Halogen lamps dont offer the proper lighting that plants require for photosynthesis. It would be the same as putting a incandescent bulb over the tank and seeing the results.


----------



## cwlodarczyk (Sep 18, 2005)

In actuality you can light a tank with halogen bulbs.... but not without problems.

The largest problem is that for every 10W worth of bulb you're only going to produce 1W worth of light with the other 9W going to heat. 90% of the energy going in to the bulb never makes it to the tank.

Stick with the traditional lighting methods... even in a deeper tank like yours you'll have no problems if you use metal halides, or top quality reflectors for fluorescents (like the ahsupply models).


----------



## Olvar (Nov 21, 2006)

Ok I'm assuming that has to do with the color temperature? When I was finally able to find at least a generalization on those it says they range from 3.5k to 5k.

Ok so if I switch from that idea to some of the LED fixtures that are coming out, how do those compare?



> LYPAR-38 CW with 108 Cree Cool White LEDs with Clear lens. Rated at 310 lumen/100 watt light output - 13 watt consumption. Measures 5.0" diameter x 3.6" overall height. Estimated life of 30,000 hours. 30 degree view angle, 7000 Kelvin Temp. All PAR-38 LED Bulbs are UL and CE listed.
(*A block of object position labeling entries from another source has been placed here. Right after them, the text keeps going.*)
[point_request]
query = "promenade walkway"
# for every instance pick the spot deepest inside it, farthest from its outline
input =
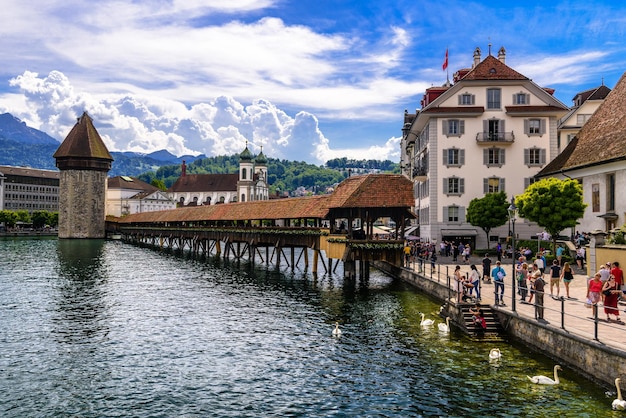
(570, 315)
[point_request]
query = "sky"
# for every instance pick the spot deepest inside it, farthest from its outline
(298, 79)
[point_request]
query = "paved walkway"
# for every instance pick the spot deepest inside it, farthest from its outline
(569, 314)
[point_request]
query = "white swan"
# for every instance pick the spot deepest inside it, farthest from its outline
(495, 354)
(544, 380)
(426, 322)
(618, 404)
(444, 327)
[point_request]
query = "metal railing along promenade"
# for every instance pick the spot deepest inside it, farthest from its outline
(569, 314)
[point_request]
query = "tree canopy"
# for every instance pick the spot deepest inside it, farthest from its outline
(488, 212)
(553, 204)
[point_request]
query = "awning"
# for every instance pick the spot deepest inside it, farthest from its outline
(459, 232)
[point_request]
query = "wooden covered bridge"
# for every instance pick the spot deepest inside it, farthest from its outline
(287, 230)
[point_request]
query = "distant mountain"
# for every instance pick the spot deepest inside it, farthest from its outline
(24, 146)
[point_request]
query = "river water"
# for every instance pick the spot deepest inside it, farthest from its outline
(101, 328)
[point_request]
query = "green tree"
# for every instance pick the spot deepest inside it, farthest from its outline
(553, 204)
(488, 212)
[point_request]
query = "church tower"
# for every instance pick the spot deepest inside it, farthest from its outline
(84, 162)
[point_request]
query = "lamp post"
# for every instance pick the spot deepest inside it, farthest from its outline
(512, 214)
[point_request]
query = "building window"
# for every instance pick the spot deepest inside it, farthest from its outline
(493, 157)
(610, 193)
(528, 181)
(453, 157)
(466, 99)
(452, 214)
(521, 99)
(493, 185)
(595, 197)
(582, 118)
(533, 127)
(453, 186)
(493, 99)
(453, 127)
(534, 157)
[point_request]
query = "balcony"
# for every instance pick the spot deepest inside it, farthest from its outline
(495, 137)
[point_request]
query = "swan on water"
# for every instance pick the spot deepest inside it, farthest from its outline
(336, 331)
(426, 322)
(618, 404)
(444, 327)
(495, 354)
(544, 380)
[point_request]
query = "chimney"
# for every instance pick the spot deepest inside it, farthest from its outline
(476, 57)
(502, 55)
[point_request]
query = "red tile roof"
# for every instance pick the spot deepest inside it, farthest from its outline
(492, 68)
(601, 140)
(205, 183)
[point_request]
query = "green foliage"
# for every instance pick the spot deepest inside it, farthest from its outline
(553, 204)
(283, 175)
(488, 212)
(618, 237)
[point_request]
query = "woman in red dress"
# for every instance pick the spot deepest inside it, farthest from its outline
(611, 290)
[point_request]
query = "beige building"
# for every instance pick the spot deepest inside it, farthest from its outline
(596, 157)
(490, 130)
(249, 184)
(126, 195)
(25, 188)
(585, 104)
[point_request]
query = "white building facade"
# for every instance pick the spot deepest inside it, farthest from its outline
(490, 131)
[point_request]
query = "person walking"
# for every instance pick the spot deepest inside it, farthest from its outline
(567, 275)
(522, 284)
(539, 292)
(498, 274)
(611, 291)
(474, 279)
(555, 278)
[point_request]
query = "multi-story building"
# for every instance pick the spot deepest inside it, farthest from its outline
(209, 189)
(126, 195)
(491, 130)
(24, 188)
(585, 104)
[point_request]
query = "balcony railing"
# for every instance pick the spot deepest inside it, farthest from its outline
(491, 137)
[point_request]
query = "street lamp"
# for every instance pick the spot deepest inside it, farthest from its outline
(512, 214)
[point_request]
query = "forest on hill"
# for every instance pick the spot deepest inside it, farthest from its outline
(293, 177)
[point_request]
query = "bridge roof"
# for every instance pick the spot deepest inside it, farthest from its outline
(368, 191)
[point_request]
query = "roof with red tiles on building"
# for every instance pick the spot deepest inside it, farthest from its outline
(601, 140)
(491, 68)
(205, 183)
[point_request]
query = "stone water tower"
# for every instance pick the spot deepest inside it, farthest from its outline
(84, 162)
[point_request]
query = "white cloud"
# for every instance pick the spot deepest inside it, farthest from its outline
(147, 123)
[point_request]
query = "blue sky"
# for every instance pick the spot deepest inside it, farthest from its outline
(305, 80)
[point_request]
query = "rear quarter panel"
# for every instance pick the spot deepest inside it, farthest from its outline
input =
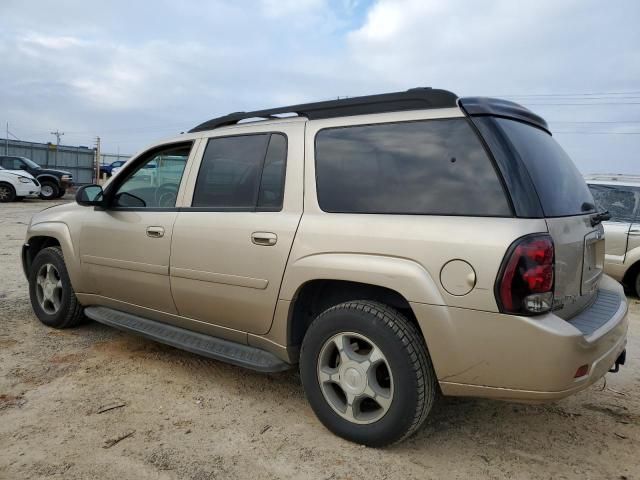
(403, 252)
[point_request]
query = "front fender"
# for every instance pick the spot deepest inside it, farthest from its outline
(60, 232)
(46, 176)
(404, 276)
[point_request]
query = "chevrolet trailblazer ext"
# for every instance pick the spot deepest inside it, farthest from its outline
(394, 246)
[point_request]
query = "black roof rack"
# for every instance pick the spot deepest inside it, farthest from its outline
(412, 99)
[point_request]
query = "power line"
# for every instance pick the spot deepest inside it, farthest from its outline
(630, 92)
(584, 104)
(596, 133)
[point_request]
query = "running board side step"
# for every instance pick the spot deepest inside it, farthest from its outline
(194, 342)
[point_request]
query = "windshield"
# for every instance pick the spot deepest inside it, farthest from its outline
(30, 163)
(560, 186)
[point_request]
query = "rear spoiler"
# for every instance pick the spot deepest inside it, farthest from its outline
(481, 106)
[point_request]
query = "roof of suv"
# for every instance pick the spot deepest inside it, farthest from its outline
(413, 99)
(613, 179)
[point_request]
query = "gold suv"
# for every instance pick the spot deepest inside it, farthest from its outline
(393, 246)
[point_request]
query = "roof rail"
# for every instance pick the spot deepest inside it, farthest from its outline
(412, 99)
(612, 177)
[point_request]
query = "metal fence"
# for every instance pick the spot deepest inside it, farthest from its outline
(80, 161)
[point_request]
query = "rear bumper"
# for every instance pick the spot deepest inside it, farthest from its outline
(527, 359)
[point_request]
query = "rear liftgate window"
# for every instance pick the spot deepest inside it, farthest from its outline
(425, 167)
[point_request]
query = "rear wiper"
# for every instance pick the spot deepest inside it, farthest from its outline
(600, 217)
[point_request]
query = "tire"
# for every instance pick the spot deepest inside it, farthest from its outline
(48, 190)
(408, 388)
(57, 306)
(7, 193)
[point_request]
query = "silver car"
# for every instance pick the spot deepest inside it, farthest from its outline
(620, 195)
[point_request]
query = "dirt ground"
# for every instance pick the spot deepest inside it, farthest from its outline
(66, 397)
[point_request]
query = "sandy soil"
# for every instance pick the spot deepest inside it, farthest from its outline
(185, 417)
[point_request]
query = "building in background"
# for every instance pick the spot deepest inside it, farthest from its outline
(79, 160)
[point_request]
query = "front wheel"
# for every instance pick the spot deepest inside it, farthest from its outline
(52, 297)
(367, 373)
(636, 285)
(48, 190)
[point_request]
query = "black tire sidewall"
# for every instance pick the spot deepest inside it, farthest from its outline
(59, 319)
(54, 195)
(400, 415)
(12, 192)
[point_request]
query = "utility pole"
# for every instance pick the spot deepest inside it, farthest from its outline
(98, 159)
(58, 134)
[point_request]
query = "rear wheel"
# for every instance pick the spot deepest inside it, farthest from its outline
(52, 297)
(48, 190)
(366, 373)
(7, 192)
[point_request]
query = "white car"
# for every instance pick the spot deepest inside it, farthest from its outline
(17, 184)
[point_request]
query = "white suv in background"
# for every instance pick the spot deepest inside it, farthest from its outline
(17, 184)
(620, 196)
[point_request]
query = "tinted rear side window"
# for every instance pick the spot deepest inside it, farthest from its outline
(427, 167)
(560, 186)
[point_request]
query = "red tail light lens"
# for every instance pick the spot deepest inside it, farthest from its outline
(525, 283)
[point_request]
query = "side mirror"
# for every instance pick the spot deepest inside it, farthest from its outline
(90, 195)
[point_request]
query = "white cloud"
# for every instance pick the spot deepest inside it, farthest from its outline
(53, 42)
(286, 8)
(97, 71)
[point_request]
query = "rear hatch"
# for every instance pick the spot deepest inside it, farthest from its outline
(569, 211)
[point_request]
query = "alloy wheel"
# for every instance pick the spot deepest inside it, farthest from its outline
(49, 289)
(355, 378)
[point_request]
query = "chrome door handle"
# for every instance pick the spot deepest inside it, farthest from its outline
(266, 239)
(155, 232)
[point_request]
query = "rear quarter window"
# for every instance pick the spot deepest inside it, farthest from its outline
(434, 167)
(560, 186)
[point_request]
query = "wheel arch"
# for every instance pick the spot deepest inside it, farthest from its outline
(316, 282)
(315, 296)
(48, 234)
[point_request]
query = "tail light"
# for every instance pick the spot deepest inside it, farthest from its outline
(525, 282)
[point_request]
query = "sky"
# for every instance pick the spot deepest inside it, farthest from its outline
(136, 72)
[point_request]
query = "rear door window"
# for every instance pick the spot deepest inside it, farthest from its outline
(434, 167)
(560, 186)
(243, 172)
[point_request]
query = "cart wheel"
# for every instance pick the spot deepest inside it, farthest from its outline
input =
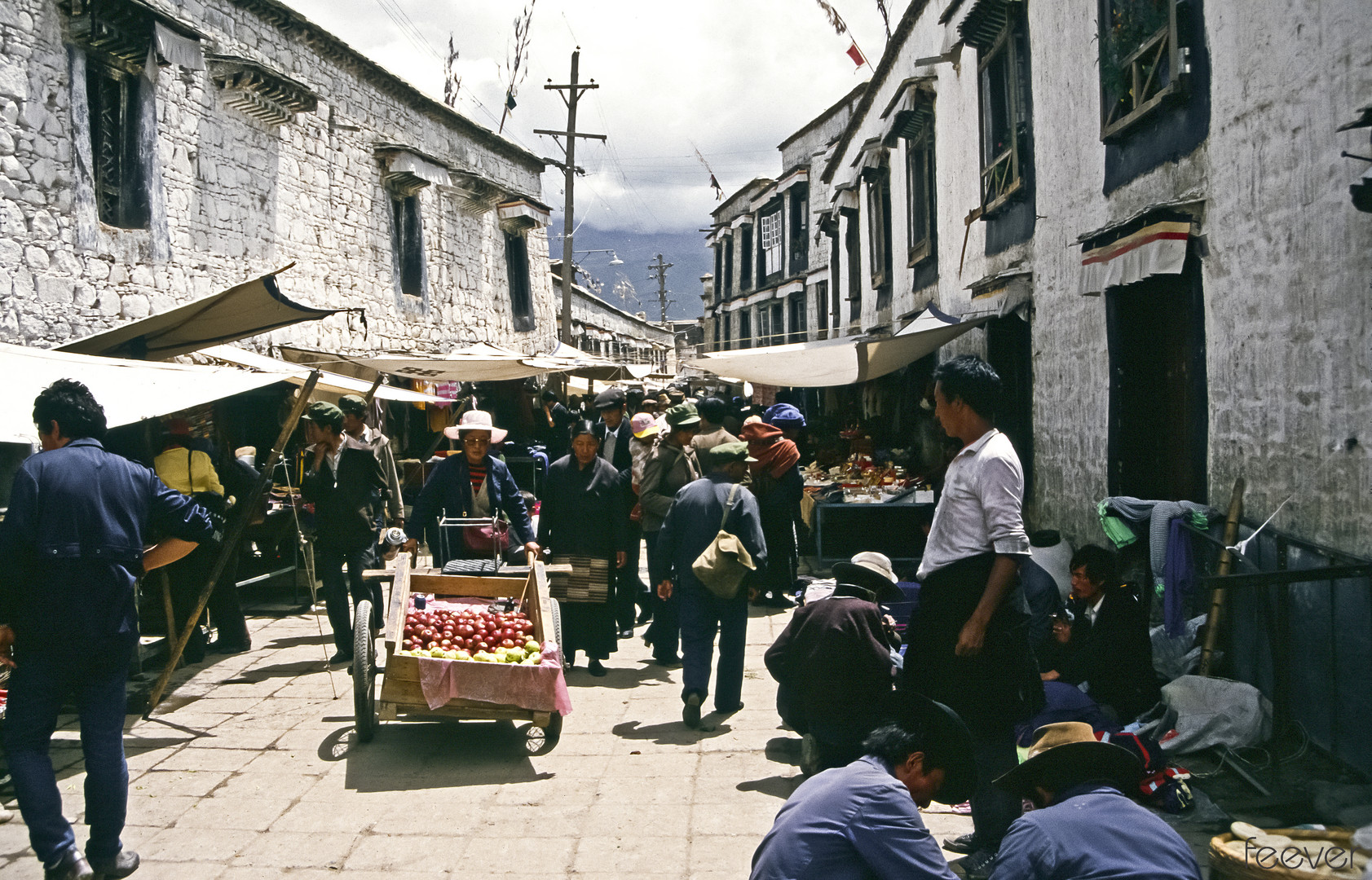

This one is $65, but also fits into a standard household incandescent light mounting. I know the watts/gallon rule is made with flourscents in mind, but how do you compare that to something like this?


----------



## onemyndseye (May 12, 2006)

thats still pretty low in terms of efficiency (not that led lighting cant be done)...

With this bulb you are using 13watts of energy to produce 310 lumens,

Compare to a 13watt power compact fl. - 13watts of energy in.... 900 lumens out.

No comparison really 
-Justin
One Mynds Eye


----------



## Olvar (Nov 21, 2006)

Thanks for the info guys. Yah it is looking more and more like i'm going to probably have to go with flourescents. Metal Halides would be nice but for a tank this big (6' x 2' x 2') it would cost too much to do.


----------



## dennis (Mar 1, 2004)

Check out Craig's $100 DIY 150 watt MH thread in the DIY section.


----------



## NE (Dec 10, 2004)

You could check out the HID style head lamps, but they have a different price tag and need drivers as well.


----------